In 1976, on a lark, he and a friend took what they thought would be short-term jobs in the Bahamas at the Xanadu Princess Resort & Marina, which was once owned by the reclusive Howard Hughes. From there, Muller moved in 1980 to a Hilton hotel in New Orleans. Five years later, he went to the Washington Hilton in the nation's capital, becoming executive chef there in 1996.
During his years there, he catered an inaugural party attended by about 9,000 people, which is why serving lunch for 500 on a Fourth of July doesn't faze him, he said.
The decision to come to the Ponte Vedra Inn & Club as executive chef in 2005 wasn't easy, he said. He decided, however, that it was time for a new challenge.
He said he loves working at the oceanfront resort, where he cooks for guests of the hotel as well as for the club's membership. Each of his kitchens has its own chef de cuisine. Muller is ultimately in charge of all food preparation. "But it's not my show, not the Hermann Muller show," he said. "It's our show."
Muller's career as an American chef has coincided with a revolution in America's culinary culture.
"America has come a long way in fine dining" and "has become very adventurous," Muller said. He said he must always bear in mind that he still serves a clientele that includes people who think the ultimate fine dining is a seared filet of beef and a perfectly baked potato. But he enjoys the challenge of creating and executing an "American fusion" menu that marries typical American fare to techniques from other cuisines.
Muller said he loves "the instant gratification" of being a chef. "When people tell you, 'Wow, that's good,' that's your reward," he said.
Muller first took part in Delicious Destinations eight years ago, while he was still with the Washington Hilton, when he was one of the celebrity chefs. When he took over the kitchens at the Ponte Vedra Inn & Club, where the event is held each year, he said he was delighted to renew his involvement.

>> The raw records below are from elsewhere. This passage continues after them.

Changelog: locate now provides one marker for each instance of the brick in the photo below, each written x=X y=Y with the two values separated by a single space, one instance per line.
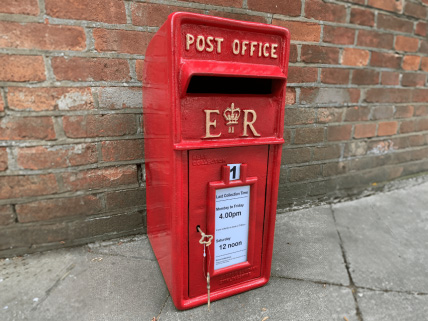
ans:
x=326 y=152
x=320 y=10
x=415 y=10
x=317 y=54
x=413 y=80
x=90 y=69
x=339 y=132
x=22 y=68
x=28 y=185
x=58 y=208
x=357 y=113
x=44 y=99
x=123 y=41
x=373 y=39
x=365 y=77
x=119 y=97
x=284 y=7
x=404 y=111
x=126 y=199
x=57 y=156
x=309 y=135
x=18 y=128
x=339 y=35
x=335 y=76
x=355 y=57
x=305 y=173
x=362 y=17
x=394 y=23
x=25 y=7
x=301 y=31
x=388 y=5
x=390 y=78
x=302 y=75
x=421 y=28
x=153 y=14
x=387 y=128
x=364 y=130
x=120 y=150
x=329 y=115
x=109 y=11
x=408 y=44
x=411 y=62
x=296 y=155
x=387 y=60
x=100 y=178
x=99 y=125
x=41 y=36
x=388 y=95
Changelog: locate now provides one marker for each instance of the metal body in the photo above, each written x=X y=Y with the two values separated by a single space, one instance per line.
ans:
x=213 y=95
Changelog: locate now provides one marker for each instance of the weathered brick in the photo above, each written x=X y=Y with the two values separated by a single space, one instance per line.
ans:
x=99 y=125
x=22 y=68
x=43 y=99
x=26 y=7
x=394 y=23
x=411 y=62
x=413 y=80
x=17 y=128
x=355 y=57
x=58 y=208
x=388 y=5
x=110 y=11
x=118 y=150
x=320 y=10
x=90 y=69
x=357 y=113
x=365 y=130
x=123 y=41
x=335 y=76
x=126 y=199
x=57 y=156
x=387 y=60
x=287 y=7
x=301 y=31
x=317 y=54
x=365 y=77
x=339 y=35
x=302 y=74
x=100 y=178
x=362 y=17
x=41 y=36
x=408 y=44
x=373 y=39
x=28 y=185
x=387 y=128
x=309 y=135
x=6 y=215
x=3 y=159
x=339 y=132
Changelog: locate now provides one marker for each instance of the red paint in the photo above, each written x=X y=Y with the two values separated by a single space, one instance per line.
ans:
x=184 y=166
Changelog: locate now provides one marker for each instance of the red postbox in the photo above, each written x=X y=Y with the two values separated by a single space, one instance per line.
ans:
x=213 y=97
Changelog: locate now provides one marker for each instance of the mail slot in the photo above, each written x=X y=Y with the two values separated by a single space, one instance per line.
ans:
x=213 y=96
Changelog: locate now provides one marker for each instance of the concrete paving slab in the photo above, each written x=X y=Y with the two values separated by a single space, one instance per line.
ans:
x=307 y=246
x=376 y=306
x=280 y=299
x=385 y=238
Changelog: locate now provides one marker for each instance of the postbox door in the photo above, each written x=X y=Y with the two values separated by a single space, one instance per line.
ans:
x=230 y=206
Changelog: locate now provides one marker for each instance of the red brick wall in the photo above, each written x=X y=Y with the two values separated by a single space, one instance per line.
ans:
x=71 y=150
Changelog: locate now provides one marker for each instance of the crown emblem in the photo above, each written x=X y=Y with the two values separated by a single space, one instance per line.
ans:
x=231 y=114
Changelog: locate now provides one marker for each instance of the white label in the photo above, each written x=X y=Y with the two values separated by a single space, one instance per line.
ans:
x=235 y=171
x=232 y=212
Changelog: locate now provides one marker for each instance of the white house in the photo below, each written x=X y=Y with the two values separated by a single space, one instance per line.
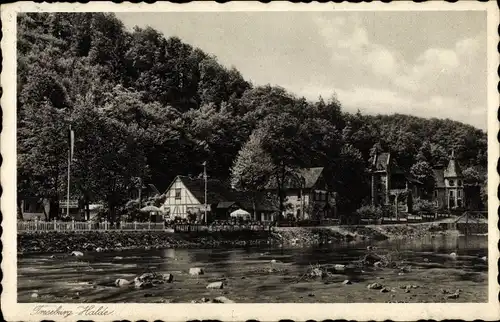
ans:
x=186 y=195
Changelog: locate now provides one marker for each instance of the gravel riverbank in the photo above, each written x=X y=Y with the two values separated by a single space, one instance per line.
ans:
x=64 y=242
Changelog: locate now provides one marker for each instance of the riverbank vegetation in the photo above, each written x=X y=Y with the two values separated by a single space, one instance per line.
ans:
x=146 y=105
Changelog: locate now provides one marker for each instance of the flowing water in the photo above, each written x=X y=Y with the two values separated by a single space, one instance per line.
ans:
x=263 y=274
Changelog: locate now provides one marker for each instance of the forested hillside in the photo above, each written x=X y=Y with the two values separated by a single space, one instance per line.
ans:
x=145 y=105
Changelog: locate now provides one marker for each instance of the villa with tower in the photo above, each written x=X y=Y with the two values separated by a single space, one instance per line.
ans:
x=449 y=189
x=391 y=186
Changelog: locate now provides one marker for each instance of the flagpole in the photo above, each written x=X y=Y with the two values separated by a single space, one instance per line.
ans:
x=205 y=177
x=69 y=172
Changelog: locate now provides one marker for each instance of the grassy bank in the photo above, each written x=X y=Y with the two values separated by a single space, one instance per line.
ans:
x=324 y=235
x=63 y=242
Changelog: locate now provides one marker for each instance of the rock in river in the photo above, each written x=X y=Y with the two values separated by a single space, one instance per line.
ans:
x=339 y=268
x=168 y=278
x=196 y=271
x=375 y=286
x=215 y=285
x=122 y=282
x=222 y=299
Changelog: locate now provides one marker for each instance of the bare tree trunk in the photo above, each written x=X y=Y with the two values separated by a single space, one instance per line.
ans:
x=19 y=210
x=253 y=205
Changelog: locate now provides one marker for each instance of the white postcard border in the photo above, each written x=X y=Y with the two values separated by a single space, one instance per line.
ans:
x=237 y=312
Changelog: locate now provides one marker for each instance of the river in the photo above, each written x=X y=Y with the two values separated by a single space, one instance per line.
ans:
x=257 y=275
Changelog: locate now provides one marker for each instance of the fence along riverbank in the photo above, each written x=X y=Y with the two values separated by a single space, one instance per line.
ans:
x=41 y=226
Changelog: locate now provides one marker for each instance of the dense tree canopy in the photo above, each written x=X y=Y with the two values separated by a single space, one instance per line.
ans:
x=144 y=105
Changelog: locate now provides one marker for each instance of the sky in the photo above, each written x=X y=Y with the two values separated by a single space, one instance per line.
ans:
x=428 y=64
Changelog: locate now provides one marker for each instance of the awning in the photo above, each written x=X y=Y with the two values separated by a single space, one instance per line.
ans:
x=240 y=213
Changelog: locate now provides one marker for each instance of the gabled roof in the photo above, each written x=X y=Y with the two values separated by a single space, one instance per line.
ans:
x=223 y=196
x=439 y=177
x=305 y=178
x=216 y=190
x=453 y=169
x=381 y=161
x=310 y=176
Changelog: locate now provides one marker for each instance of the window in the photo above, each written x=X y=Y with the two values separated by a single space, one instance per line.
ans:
x=26 y=206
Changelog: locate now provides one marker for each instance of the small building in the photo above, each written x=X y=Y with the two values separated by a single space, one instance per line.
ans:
x=449 y=189
x=390 y=185
x=185 y=197
x=307 y=195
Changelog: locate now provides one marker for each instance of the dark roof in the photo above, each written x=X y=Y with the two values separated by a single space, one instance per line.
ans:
x=453 y=169
x=216 y=190
x=305 y=178
x=381 y=161
x=225 y=204
x=439 y=177
x=223 y=196
x=262 y=202
x=412 y=179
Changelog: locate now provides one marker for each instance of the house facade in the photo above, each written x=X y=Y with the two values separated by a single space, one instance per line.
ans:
x=307 y=196
x=449 y=192
x=390 y=185
x=185 y=197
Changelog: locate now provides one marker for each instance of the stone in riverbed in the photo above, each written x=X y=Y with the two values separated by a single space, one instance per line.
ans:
x=122 y=282
x=339 y=267
x=222 y=299
x=196 y=271
x=215 y=285
x=168 y=278
x=139 y=284
x=316 y=272
x=454 y=295
x=375 y=286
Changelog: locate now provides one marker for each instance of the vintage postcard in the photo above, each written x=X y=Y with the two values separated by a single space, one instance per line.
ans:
x=250 y=161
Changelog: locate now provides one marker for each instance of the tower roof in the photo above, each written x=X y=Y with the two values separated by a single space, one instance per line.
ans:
x=453 y=169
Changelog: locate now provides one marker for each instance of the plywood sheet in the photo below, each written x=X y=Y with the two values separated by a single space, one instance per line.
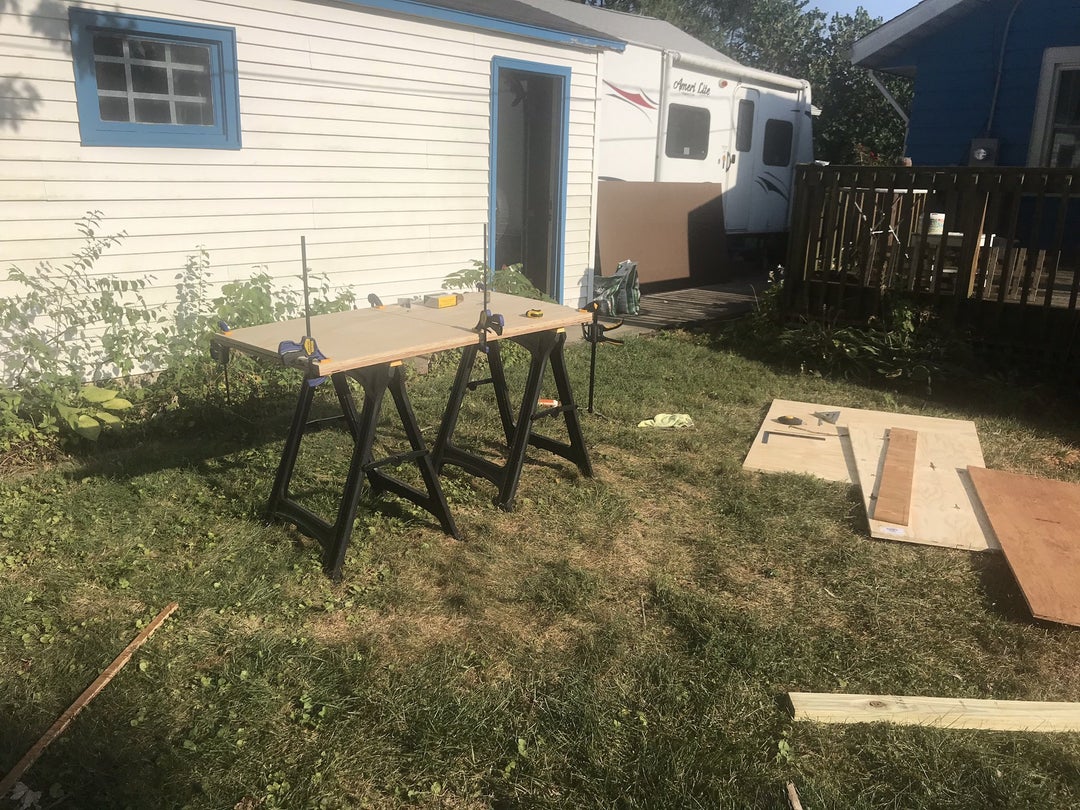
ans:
x=813 y=448
x=673 y=230
x=944 y=508
x=1037 y=522
x=832 y=459
x=365 y=337
x=968 y=713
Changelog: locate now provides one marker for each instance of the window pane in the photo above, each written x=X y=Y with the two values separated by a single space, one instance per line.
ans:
x=189 y=83
x=147 y=79
x=1065 y=127
x=191 y=55
x=1067 y=108
x=112 y=108
x=192 y=112
x=152 y=111
x=744 y=127
x=777 y=150
x=110 y=76
x=108 y=45
x=687 y=132
x=144 y=49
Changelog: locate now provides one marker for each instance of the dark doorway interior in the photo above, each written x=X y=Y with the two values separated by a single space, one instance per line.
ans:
x=529 y=133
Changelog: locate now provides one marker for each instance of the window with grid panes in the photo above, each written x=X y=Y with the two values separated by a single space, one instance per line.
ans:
x=153 y=82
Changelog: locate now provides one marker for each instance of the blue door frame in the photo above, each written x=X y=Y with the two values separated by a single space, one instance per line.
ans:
x=563 y=131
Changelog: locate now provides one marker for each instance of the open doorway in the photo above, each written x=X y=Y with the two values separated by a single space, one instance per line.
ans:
x=528 y=174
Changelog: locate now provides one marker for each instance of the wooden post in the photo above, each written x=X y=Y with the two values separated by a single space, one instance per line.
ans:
x=89 y=693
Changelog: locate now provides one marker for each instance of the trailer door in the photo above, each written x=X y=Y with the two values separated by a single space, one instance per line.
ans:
x=742 y=162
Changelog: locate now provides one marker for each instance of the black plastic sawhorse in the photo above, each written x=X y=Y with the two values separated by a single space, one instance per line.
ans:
x=543 y=347
x=334 y=537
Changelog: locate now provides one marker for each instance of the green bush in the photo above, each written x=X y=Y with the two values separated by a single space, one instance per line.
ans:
x=907 y=345
x=68 y=323
x=508 y=279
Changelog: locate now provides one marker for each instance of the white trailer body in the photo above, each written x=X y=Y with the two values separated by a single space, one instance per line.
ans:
x=671 y=117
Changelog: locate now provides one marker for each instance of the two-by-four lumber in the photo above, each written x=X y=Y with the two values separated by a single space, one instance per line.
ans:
x=894 y=487
x=962 y=713
x=88 y=694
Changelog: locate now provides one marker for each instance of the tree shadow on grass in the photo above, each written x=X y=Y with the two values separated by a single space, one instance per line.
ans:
x=1001 y=591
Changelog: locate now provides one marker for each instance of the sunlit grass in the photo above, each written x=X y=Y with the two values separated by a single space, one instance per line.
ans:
x=623 y=640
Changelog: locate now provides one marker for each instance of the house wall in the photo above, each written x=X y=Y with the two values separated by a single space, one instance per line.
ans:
x=957 y=71
x=364 y=132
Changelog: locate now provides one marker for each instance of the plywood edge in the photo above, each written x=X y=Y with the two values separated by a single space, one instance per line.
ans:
x=960 y=713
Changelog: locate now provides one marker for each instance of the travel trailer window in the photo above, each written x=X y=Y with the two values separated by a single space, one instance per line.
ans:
x=687 y=132
x=778 y=143
x=154 y=82
x=744 y=126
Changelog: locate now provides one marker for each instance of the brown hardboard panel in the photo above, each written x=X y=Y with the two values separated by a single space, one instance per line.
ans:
x=364 y=337
x=1037 y=521
x=673 y=230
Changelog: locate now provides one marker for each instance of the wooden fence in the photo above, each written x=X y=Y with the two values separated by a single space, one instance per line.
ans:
x=993 y=250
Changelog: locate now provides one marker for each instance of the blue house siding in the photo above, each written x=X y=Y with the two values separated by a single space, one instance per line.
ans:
x=957 y=73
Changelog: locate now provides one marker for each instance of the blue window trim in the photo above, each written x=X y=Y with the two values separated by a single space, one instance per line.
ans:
x=225 y=86
x=503 y=63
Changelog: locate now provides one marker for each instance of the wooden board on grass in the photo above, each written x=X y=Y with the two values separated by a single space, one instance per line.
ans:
x=944 y=508
x=898 y=470
x=1037 y=522
x=813 y=447
x=997 y=715
x=831 y=459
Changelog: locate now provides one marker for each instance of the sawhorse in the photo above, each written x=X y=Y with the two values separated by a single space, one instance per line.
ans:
x=543 y=347
x=334 y=537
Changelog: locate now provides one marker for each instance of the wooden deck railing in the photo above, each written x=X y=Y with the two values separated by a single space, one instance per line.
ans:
x=994 y=248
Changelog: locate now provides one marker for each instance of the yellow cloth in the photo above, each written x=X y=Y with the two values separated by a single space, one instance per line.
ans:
x=667 y=420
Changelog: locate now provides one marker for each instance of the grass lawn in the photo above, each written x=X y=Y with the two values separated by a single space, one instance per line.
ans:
x=623 y=640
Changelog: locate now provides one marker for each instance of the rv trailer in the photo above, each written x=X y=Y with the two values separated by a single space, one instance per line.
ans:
x=676 y=110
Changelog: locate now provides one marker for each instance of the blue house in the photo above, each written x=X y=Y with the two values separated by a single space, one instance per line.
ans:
x=997 y=82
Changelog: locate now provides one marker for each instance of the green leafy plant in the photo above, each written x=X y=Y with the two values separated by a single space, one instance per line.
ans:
x=95 y=408
x=508 y=279
x=67 y=322
x=907 y=343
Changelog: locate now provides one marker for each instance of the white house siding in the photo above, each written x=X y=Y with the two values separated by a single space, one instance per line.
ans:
x=366 y=133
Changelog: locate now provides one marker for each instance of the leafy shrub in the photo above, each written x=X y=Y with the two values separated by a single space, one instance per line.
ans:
x=508 y=279
x=69 y=323
x=907 y=343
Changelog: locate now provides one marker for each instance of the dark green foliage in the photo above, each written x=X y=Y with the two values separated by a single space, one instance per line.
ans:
x=507 y=279
x=908 y=346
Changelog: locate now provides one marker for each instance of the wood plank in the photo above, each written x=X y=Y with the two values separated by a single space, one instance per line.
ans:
x=945 y=510
x=88 y=694
x=894 y=487
x=824 y=459
x=833 y=460
x=962 y=713
x=1037 y=522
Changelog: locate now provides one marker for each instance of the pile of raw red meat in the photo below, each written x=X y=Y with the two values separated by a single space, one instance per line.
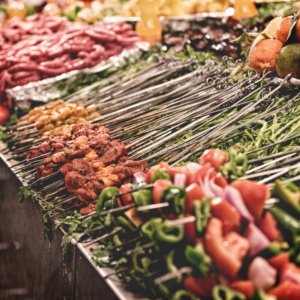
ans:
x=49 y=46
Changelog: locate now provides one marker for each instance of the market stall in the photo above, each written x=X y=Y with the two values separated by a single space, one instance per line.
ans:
x=161 y=170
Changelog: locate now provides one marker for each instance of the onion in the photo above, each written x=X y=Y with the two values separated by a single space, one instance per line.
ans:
x=193 y=167
x=262 y=274
x=234 y=197
x=206 y=185
x=290 y=275
x=139 y=176
x=217 y=190
x=258 y=240
x=180 y=180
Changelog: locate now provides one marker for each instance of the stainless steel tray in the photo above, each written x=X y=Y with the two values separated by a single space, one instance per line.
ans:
x=113 y=282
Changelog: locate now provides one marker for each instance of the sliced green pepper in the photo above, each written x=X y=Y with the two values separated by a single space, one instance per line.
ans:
x=289 y=194
x=170 y=234
x=197 y=257
x=149 y=227
x=183 y=295
x=236 y=166
x=261 y=295
x=126 y=224
x=285 y=219
x=160 y=174
x=176 y=197
x=142 y=197
x=105 y=195
x=221 y=292
x=202 y=210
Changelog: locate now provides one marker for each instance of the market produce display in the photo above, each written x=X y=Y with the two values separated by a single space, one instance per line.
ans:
x=77 y=47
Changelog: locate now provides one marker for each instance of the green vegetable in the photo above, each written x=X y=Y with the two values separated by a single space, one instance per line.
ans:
x=197 y=257
x=176 y=197
x=288 y=194
x=142 y=197
x=183 y=295
x=105 y=195
x=170 y=234
x=236 y=166
x=202 y=210
x=160 y=174
x=260 y=295
x=221 y=292
x=285 y=219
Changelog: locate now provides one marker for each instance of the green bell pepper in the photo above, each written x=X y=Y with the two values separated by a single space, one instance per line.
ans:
x=142 y=197
x=183 y=295
x=176 y=197
x=161 y=174
x=221 y=292
x=261 y=295
x=197 y=257
x=236 y=166
x=169 y=234
x=202 y=210
x=105 y=195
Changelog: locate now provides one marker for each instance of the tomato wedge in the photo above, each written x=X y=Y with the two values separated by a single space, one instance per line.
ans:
x=228 y=214
x=254 y=196
x=159 y=186
x=215 y=247
x=216 y=157
x=278 y=261
x=201 y=287
x=286 y=290
x=190 y=230
x=244 y=286
x=268 y=226
x=194 y=192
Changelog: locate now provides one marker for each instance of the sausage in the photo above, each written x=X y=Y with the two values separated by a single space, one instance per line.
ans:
x=52 y=71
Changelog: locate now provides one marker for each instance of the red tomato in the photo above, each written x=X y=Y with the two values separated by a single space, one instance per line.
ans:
x=289 y=269
x=149 y=176
x=194 y=192
x=268 y=225
x=227 y=213
x=201 y=287
x=190 y=230
x=254 y=195
x=243 y=286
x=159 y=186
x=127 y=199
x=279 y=260
x=214 y=246
x=216 y=157
x=286 y=290
x=201 y=173
x=4 y=114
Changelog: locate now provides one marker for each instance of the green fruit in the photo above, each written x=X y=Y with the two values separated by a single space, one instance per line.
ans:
x=288 y=61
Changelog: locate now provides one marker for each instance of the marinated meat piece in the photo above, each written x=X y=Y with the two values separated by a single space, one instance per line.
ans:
x=74 y=181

His wife, Marilyn, is pediatric care coordinator for Sinai Hospital in Baltimore, and her work with sick children "opened my eyes" to the need "to give back" by participating in events like Delicious Destinations.
For the chefs, it's "a fun event," he said, a chance for them to spend time together, exchanging ideas and watching each other cook good food. "It's fun for everybody," Muller said.